There is a female Michael Jackson impersonator, in a gold jacket, who does an impressive dance to Thriller soundtrack to promote her one-woman show. A couple of acrobatic clowning acts, Beau and Aero, a charming swashbuckling airman and airwoman from the infancy of aviation with leather flying helmets with flaps and cream scarves who do wonderful physical gymnastics and Gene and Audrey, a strong thighed couple of gals who get lodged in folding chairs and balance on each other. I do remember thinking, I’m not quite sure where mine fits in to all this. There doesn’t appear to be too many plays!
When the other acts start asking me when we are going to be on, I tell them last, adding with a smirk, “We’re headlining”!
It occurs to me to ensure that she has in fact added us not just to her list but the actual running list. I ask to see one of the other assistants typed sheets.
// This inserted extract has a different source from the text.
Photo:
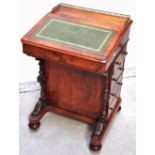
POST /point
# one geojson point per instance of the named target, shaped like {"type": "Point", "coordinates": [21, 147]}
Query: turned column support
{"type": "Point", "coordinates": [101, 123]}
There in pencil, in handwritten swirls right at the end of the three-page list she has added the title of our show as ‘The Peacock and the Nightmare’.
By the time it is our turn after 8.30pm, the critics have thinned out and most of the audience of other performers, having done their previews, have long gone and darkness has descended.
As Loie and Rhianna come on to perform under the lights, they look wonderful in their costumes. They take their place and although it is difficult to cast their voices in the breezy summer air, they can be heard towards the front. It is over as soon as it’s begun, all that waiting for those two tantalising minutes.
I had given Ryan and Bryant a clutch of fliers to ensure we distribute them to everyone left on the roof. I shoot round as many Press and critics as I can. We can only hope that it has given a sufficient glimpse of the show to come.